El padre Mario de la Cruz, vicario episcopal de la Pastoral Vida y Familia, expresó su respaldo a la entrada en vigencia del nuevo Código Penal dominicano, prevista para el próximo 3 de agosto. El sacerdote agradeció tanto al Congreso Nacional como al presidente de la República por haber priorizado esta reforma legislativa, considerada fundamental para modernizar el marco jurídico penal del país tras décadas sin actualización integral.
La aprobación del nuevo Código Penal representó un proceso legislativo largo y controversial. El instrumento legal cuenta con un período de vacatio legis de un año, mecanismo que permite a ciudadanos, profesionales y instituciones adaptarse a los cambios normativos antes de su aplicación efectiva. Este plazo, que vence en los próximos días, ha sido utilizado por abogados, fiscales y operadores de justicia para prepararse ante las modificaciones sustanciales que introduce la nueva legislación.
La intervención del padre De la Cruz refleja el intento de sectores religiosos por validar reformas penales que, según explican desde la iglesia, fortalecen la protección de valores considerados fundamentales. La Iglesia Católica Dominicana ha sido una voz presente en los debates legislativos de los últimos años, especialmente en materias relacionadas con familia, vida y cuestiones morales que toca el nuevo código penal.
La reforma penal y sus implicaciones en el sistema de justicia
El nuevo Código Penal sustituye la legislación penal que regía desde 1884, lo que representa la reforma más significativa del derecho penal dominicano en más de un siglo. La norma introduce cambios en la clasificación de delitos, modificaciones en las penas, nuevos tipos penales relacionados con delitos tecnológicos y ajustes en procedimientos que afectan tanto a víctimas como a procesados.
Durante el período de vacatio legis, instituciones como la Procuraduría General de la República, el Poder Judicial y colegios profesionales han realizado capacitaciones masivas para asegurar que operadores de justicia comprendan y apliquen correctamente la nueva normativa. El cambio de paradigma implica transformaciones administrativas y operacionales en juzgados y fiscalías de todo el país.

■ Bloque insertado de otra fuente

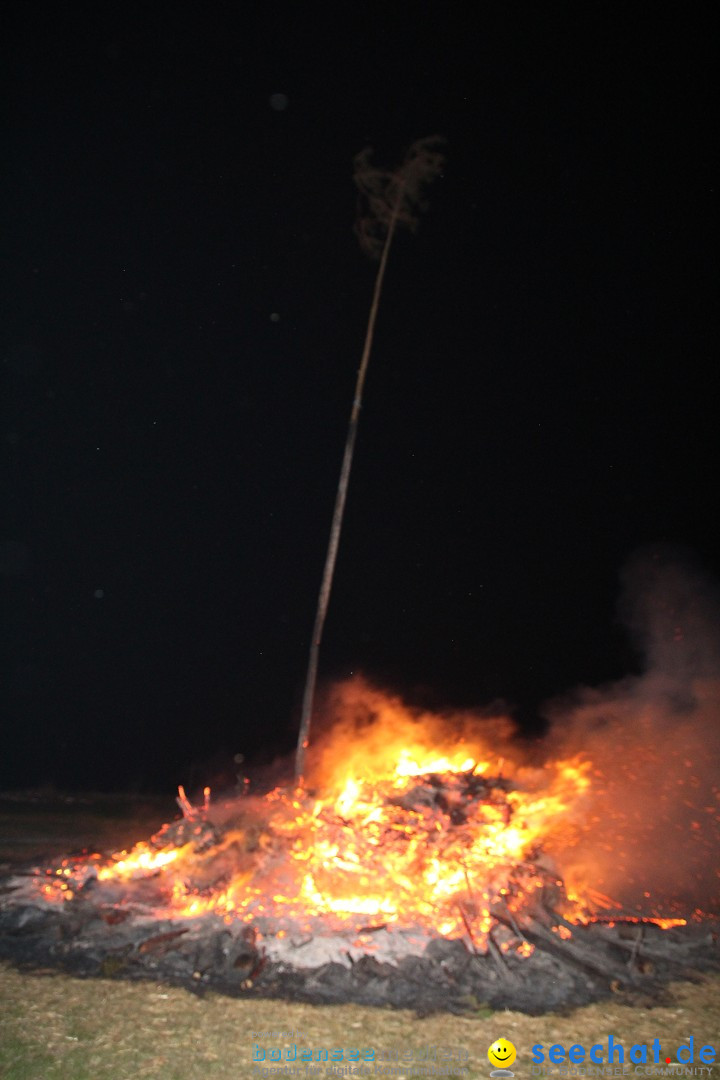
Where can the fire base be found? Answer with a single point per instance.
(398, 968)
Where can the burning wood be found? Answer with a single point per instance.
(425, 885)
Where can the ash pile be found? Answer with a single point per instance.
(528, 958)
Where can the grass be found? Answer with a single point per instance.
(53, 1026)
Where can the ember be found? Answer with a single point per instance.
(417, 867)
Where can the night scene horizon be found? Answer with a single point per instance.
(532, 505)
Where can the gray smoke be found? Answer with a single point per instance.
(653, 827)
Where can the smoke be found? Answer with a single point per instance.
(652, 832)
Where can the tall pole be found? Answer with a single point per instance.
(326, 584)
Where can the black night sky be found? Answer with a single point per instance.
(185, 306)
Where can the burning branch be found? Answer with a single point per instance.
(388, 199)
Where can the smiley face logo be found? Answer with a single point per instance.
(502, 1053)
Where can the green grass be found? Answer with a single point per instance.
(54, 1026)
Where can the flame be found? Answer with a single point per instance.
(407, 821)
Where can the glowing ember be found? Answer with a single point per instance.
(408, 822)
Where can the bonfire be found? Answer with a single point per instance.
(417, 866)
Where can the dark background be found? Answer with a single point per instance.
(185, 305)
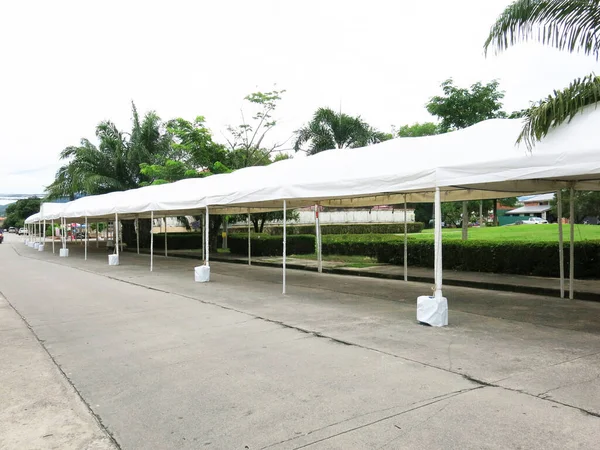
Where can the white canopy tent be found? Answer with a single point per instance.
(480, 162)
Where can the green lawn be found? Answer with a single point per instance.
(529, 233)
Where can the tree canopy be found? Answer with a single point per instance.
(330, 130)
(566, 25)
(17, 212)
(462, 107)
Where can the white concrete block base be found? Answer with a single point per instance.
(432, 311)
(202, 274)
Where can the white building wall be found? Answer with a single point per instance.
(357, 216)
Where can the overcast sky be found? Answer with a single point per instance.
(67, 65)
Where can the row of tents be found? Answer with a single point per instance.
(480, 162)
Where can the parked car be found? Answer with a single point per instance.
(534, 221)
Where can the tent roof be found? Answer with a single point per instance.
(479, 162)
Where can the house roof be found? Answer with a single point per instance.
(540, 198)
(530, 209)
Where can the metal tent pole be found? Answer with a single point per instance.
(481, 213)
(249, 242)
(206, 226)
(202, 234)
(318, 236)
(405, 240)
(165, 220)
(116, 231)
(151, 240)
(86, 238)
(561, 247)
(438, 245)
(572, 246)
(465, 224)
(284, 242)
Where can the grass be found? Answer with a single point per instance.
(522, 233)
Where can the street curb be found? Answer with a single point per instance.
(532, 290)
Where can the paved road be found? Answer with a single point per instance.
(338, 363)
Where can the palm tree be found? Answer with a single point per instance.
(328, 130)
(113, 165)
(571, 25)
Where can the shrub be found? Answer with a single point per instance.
(267, 245)
(351, 228)
(521, 258)
(178, 241)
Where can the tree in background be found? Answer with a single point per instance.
(17, 212)
(246, 142)
(566, 25)
(461, 107)
(330, 130)
(113, 165)
(418, 130)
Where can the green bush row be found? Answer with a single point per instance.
(352, 228)
(267, 245)
(178, 241)
(520, 258)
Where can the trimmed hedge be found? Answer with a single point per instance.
(351, 228)
(178, 241)
(267, 245)
(519, 258)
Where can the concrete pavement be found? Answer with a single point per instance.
(39, 409)
(337, 363)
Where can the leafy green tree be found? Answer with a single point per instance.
(587, 204)
(566, 25)
(114, 164)
(17, 212)
(329, 130)
(246, 142)
(418, 130)
(461, 107)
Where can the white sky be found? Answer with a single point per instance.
(65, 66)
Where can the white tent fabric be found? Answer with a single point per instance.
(479, 162)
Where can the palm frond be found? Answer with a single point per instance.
(565, 24)
(559, 107)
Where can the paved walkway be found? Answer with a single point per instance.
(39, 409)
(338, 363)
(584, 289)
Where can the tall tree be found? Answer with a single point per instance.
(571, 25)
(246, 141)
(463, 107)
(329, 130)
(114, 164)
(17, 212)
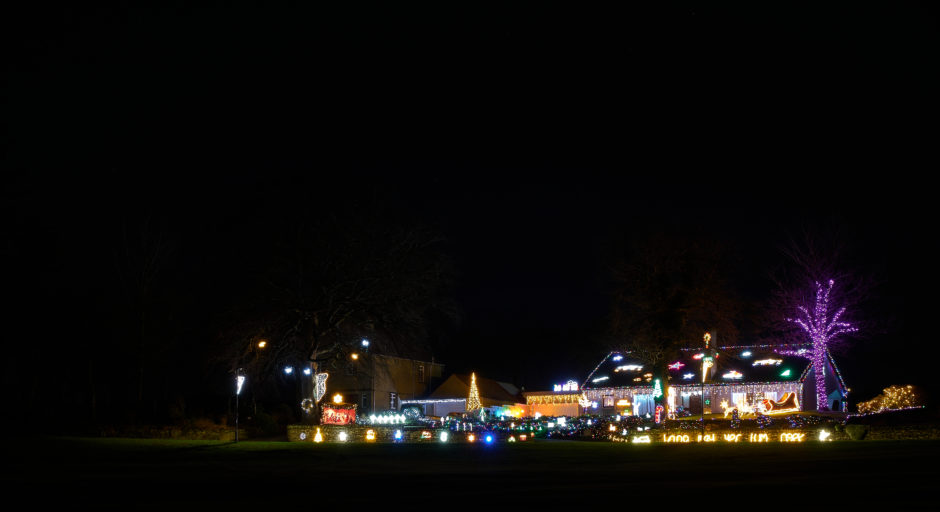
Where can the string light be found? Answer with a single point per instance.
(473, 401)
(892, 398)
(822, 330)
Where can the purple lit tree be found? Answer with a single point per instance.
(822, 330)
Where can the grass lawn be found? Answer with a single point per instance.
(158, 474)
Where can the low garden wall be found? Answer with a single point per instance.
(359, 433)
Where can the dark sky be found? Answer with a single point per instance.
(534, 137)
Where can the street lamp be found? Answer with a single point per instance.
(707, 362)
(239, 382)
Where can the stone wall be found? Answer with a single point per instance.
(357, 434)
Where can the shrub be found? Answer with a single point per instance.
(857, 432)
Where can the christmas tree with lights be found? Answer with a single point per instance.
(473, 401)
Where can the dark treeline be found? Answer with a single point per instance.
(124, 291)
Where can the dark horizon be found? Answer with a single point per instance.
(534, 142)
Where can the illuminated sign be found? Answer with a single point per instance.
(786, 404)
(568, 386)
(767, 362)
(338, 415)
(684, 438)
(629, 368)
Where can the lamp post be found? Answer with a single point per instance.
(365, 349)
(707, 363)
(239, 382)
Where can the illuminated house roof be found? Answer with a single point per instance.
(746, 364)
(491, 392)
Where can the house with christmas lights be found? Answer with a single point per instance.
(749, 378)
(563, 400)
(379, 382)
(500, 398)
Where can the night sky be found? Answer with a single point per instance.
(534, 139)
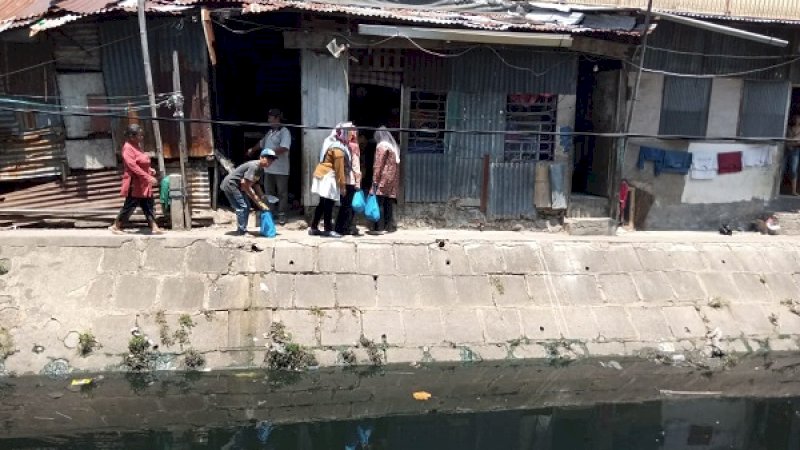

La entrada en vigencia del nuevo código marca un punto de inflexión en la administración de justicia local. Abogados penalistas han advertido que la transición requiere claridad en procedimientos, disponibilidad de recursos y continuidad en la formación de magistrados. Las expectativas sobre esta reforma varían según sectores: mientras algunos ven una mejora en la defensa de derechos fundamentales, otros mantienen reservas sobre aspectos específicos de la normativa.
El agradecimiento expresado por la jerarquía eclesiástica subraya la convergencia entre instituciones religiosas y decisiones legislativas en temas de corte moral y social. Este respaldo, sin embargo, no representa necesariamente consenso total sobre todos los artículos del nuevo código, pues existen disposiciones que continúan generando debate tanto en espacios académicos como en la sociedad civil dominicana.